Both Raghupathi and Carmichael point out that the team used clear and simple methods, as is appropriate for a proof-of-concept study, but that many aspects of the work, including the type of brain lesion, aren’t relevant to the kinds of injuries seen in humans.
Most of the team’s observations were made over a period of hours, Carmichael says, while the effects of brain injury emerge in people over weeks and months, “so there’s a temporal element that they haven’t even approached.” It’s also unclear how hormones might carry information about brain injury. They could perhaps trigger changes in synaptic strength or in the structural organization of neurons controlling motor responses, Carmichael says, but “it’s hard to know exactly what the actual cellular mechanism is.”

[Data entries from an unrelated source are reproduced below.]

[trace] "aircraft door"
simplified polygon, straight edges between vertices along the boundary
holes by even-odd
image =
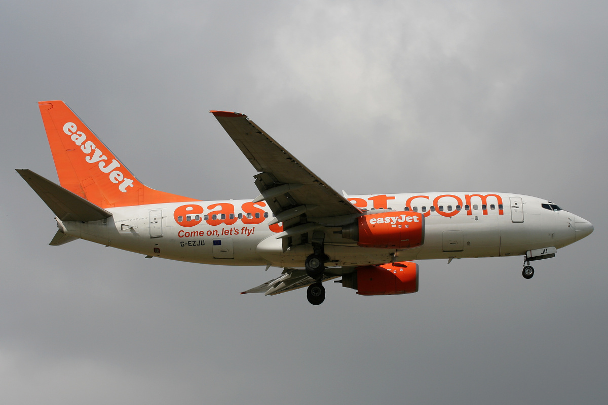
[[[234,259],[232,238],[213,239],[213,257],[215,259]]]
[[[443,251],[461,252],[464,247],[462,231],[443,231]]]
[[[150,237],[162,237],[162,209],[150,211]]]
[[[523,222],[523,203],[521,197],[511,197],[511,222]]]

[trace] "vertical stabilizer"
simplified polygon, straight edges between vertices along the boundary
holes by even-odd
[[[63,101],[38,106],[62,187],[102,208],[198,201],[140,183]]]

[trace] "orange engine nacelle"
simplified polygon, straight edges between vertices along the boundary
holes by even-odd
[[[370,248],[415,248],[424,243],[424,216],[406,211],[364,215],[342,227],[342,237]]]
[[[354,272],[342,277],[342,287],[354,288],[359,295],[416,293],[418,265],[411,262],[399,262],[358,267]]]

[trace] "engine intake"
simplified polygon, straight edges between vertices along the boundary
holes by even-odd
[[[407,249],[424,243],[424,216],[411,211],[364,215],[342,226],[342,237],[362,247]]]

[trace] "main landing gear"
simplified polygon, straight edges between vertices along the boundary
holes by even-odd
[[[325,301],[325,287],[320,282],[311,284],[306,290],[306,298],[313,305],[322,304],[323,301]]]
[[[530,280],[534,276],[534,267],[530,265],[530,260],[527,257],[523,258],[523,270],[522,271],[522,276],[526,280]]]
[[[306,273],[308,277],[314,279],[317,282],[309,285],[306,291],[306,298],[313,305],[318,305],[325,301],[325,288],[323,287],[322,282],[323,271],[325,270],[326,257],[322,253],[313,253],[306,258]]]
[[[323,272],[325,270],[325,262],[329,259],[323,253],[323,240],[325,234],[314,233],[313,235],[313,253],[306,258],[304,265],[308,277],[316,282],[308,286],[306,298],[313,305],[318,305],[325,301],[325,288],[323,287]]]

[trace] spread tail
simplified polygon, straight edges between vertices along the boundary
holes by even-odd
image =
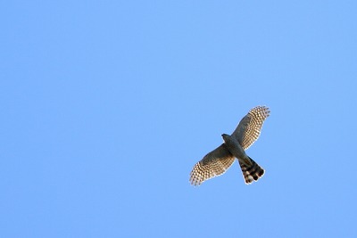
[[[243,176],[245,177],[245,182],[246,185],[252,184],[253,180],[257,181],[261,176],[264,175],[264,169],[262,167],[260,167],[252,159],[251,162],[252,166],[246,166],[245,164],[239,161],[239,165],[242,168]]]

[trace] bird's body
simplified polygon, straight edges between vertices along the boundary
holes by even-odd
[[[245,153],[245,150],[258,139],[262,124],[270,112],[265,106],[255,107],[241,119],[231,135],[223,134],[224,143],[195,165],[191,171],[191,184],[199,185],[207,179],[223,174],[236,158],[245,184],[251,184],[262,177],[264,169]]]
[[[234,137],[227,134],[222,134],[224,144],[227,145],[227,149],[229,152],[236,157],[240,162],[246,166],[252,166],[251,159],[246,155],[245,150],[239,144],[238,141]]]

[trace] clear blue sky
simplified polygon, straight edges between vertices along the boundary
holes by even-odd
[[[3,1],[1,237],[356,237],[356,1]],[[247,153],[192,167],[247,111]]]

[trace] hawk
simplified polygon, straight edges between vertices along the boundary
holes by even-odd
[[[259,137],[262,124],[270,111],[265,106],[257,106],[246,114],[239,122],[231,135],[222,134],[223,144],[207,153],[201,161],[194,166],[190,174],[193,185],[200,185],[207,179],[222,175],[238,160],[246,185],[257,181],[264,175],[264,169],[245,153]]]

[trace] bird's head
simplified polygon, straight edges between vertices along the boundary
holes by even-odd
[[[223,140],[226,142],[229,140],[230,135],[227,134],[222,134]]]

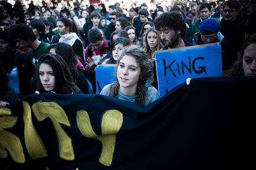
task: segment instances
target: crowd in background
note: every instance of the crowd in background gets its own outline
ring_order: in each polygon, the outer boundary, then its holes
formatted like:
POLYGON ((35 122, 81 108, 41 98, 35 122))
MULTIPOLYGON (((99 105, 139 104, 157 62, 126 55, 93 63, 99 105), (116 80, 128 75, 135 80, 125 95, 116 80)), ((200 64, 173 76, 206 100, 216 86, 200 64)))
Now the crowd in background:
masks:
POLYGON ((256 0, 23 1, 0 2, 2 106, 35 91, 95 93, 105 64, 117 80, 101 94, 147 105, 159 98, 155 51, 212 43, 223 75, 256 76, 256 0))

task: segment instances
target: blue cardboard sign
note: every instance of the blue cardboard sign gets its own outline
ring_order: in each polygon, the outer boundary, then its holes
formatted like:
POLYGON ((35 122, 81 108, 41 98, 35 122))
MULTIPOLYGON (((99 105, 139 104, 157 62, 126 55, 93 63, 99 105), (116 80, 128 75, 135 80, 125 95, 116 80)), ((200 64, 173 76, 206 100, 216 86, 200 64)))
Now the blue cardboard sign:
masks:
POLYGON ((101 64, 95 68, 96 93, 100 94, 103 87, 116 80, 114 71, 116 64, 101 64))
POLYGON ((222 74, 221 47, 218 43, 158 51, 155 58, 160 96, 187 78, 220 77, 222 74))

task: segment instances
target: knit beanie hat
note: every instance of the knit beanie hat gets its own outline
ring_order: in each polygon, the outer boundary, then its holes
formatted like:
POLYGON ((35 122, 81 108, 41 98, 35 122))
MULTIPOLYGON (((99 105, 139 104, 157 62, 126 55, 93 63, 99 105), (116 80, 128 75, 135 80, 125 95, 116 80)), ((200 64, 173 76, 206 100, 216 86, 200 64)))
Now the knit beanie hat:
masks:
POLYGON ((199 31, 210 31, 217 33, 221 30, 221 26, 218 20, 213 18, 205 19, 201 22, 199 26, 199 31))
POLYGON ((10 43, 10 39, 9 36, 10 35, 9 31, 1 31, 0 32, 0 39, 6 41, 7 43, 10 43))

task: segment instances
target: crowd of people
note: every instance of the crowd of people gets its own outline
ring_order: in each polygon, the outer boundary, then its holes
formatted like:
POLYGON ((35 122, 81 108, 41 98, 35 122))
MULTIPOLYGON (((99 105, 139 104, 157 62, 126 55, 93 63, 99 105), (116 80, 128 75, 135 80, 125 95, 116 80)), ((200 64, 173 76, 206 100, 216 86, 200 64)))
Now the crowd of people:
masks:
POLYGON ((105 64, 116 64, 116 81, 101 94, 146 106, 160 98, 155 51, 213 43, 221 46, 223 76, 256 76, 256 0, 153 9, 81 1, 0 2, 0 106, 35 91, 93 94, 95 68, 105 64))

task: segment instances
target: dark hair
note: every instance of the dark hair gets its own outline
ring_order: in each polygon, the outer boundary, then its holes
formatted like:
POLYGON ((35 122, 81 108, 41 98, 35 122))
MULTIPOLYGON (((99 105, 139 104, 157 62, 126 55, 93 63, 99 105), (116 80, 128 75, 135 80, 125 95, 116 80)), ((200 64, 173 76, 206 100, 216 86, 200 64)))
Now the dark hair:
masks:
POLYGON ((151 27, 155 26, 154 25, 154 23, 153 22, 151 22, 151 21, 148 21, 148 22, 144 22, 142 24, 142 28, 140 29, 140 34, 139 34, 139 37, 142 36, 142 35, 144 33, 144 32, 144 32, 144 27, 146 25, 150 25, 151 27))
POLYGON ((4 67, 0 64, 0 96, 6 92, 8 81, 8 75, 4 67))
POLYGON ((47 20, 51 22, 51 23, 53 24, 53 28, 56 27, 56 20, 54 17, 49 17, 47 19, 47 20))
POLYGON ((33 41, 36 40, 32 29, 25 23, 18 23, 11 29, 10 38, 12 40, 20 38, 23 40, 30 40, 33 41))
POLYGON ((72 28, 72 22, 66 18, 59 18, 57 22, 60 21, 64 23, 66 27, 69 27, 69 32, 70 32, 72 28))
POLYGON ((32 17, 32 14, 31 14, 31 12, 29 11, 27 11, 24 12, 24 15, 29 15, 30 17, 31 18, 32 17))
POLYGON ((211 5, 208 3, 203 3, 202 5, 200 6, 199 7, 199 11, 200 11, 201 10, 202 10, 204 8, 207 8, 209 11, 211 11, 211 5))
POLYGON ((120 22, 122 30, 124 30, 126 27, 130 25, 129 21, 122 17, 119 17, 116 21, 119 21, 120 22))
POLYGON ((186 35, 186 22, 182 16, 177 12, 163 13, 156 20, 155 27, 159 30, 160 28, 168 27, 175 32, 181 31, 181 37, 186 35))
POLYGON ((110 53, 111 53, 111 58, 107 62, 107 64, 116 64, 116 61, 114 59, 112 52, 113 51, 113 49, 116 45, 122 44, 124 46, 127 46, 130 45, 130 41, 129 39, 127 39, 124 37, 120 37, 114 40, 110 46, 110 53))
POLYGON ((96 11, 93 11, 93 12, 92 12, 91 14, 90 14, 90 19, 93 19, 93 17, 99 17, 99 18, 100 18, 100 17, 101 17, 100 14, 96 11))
POLYGON ((216 7, 216 6, 217 5, 217 3, 216 3, 215 2, 210 2, 210 4, 211 6, 213 6, 213 7, 214 8, 215 8, 215 7, 216 7))
POLYGON ((236 0, 228 0, 224 2, 223 9, 226 6, 228 6, 230 8, 234 8, 236 11, 237 11, 241 8, 241 5, 239 2, 236 0))
MULTIPOLYGON (((129 56, 134 57, 140 67, 140 74, 138 81, 138 85, 135 93, 135 103, 144 105, 146 99, 147 88, 145 87, 146 82, 150 82, 153 80, 153 64, 147 57, 147 55, 144 51, 135 46, 132 46, 124 50, 122 53, 120 60, 125 56, 129 56)), ((118 68, 119 63, 117 68, 118 68)), ((115 70, 116 75, 117 69, 115 70)), ((111 87, 109 96, 112 97, 117 97, 118 91, 119 89, 119 83, 117 80, 111 87)))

Bakalkin agrees that there’s more to be done to investigate the mechanisms underlying the effects his group reported. In addition to identifying specific hormones released following brain injury, the researchers want to work out how those hormones encode information about the side of the brain, and how that could translate into side-specific effects on limbs. The team has also been running experiments to make extra sure they haven’t missed any other neural pathways that could bypass the spinal cord cut.
In the meantime, the study’s a useful reminder for researchers using animal models that left and right aren’t necessarily equivalent, Raghupathi says. “When people do unilateral brain injuries, some people do the left side, some people do the right side,” he says. “There’s always been this idea that for a rat, it really doesn’t matter.”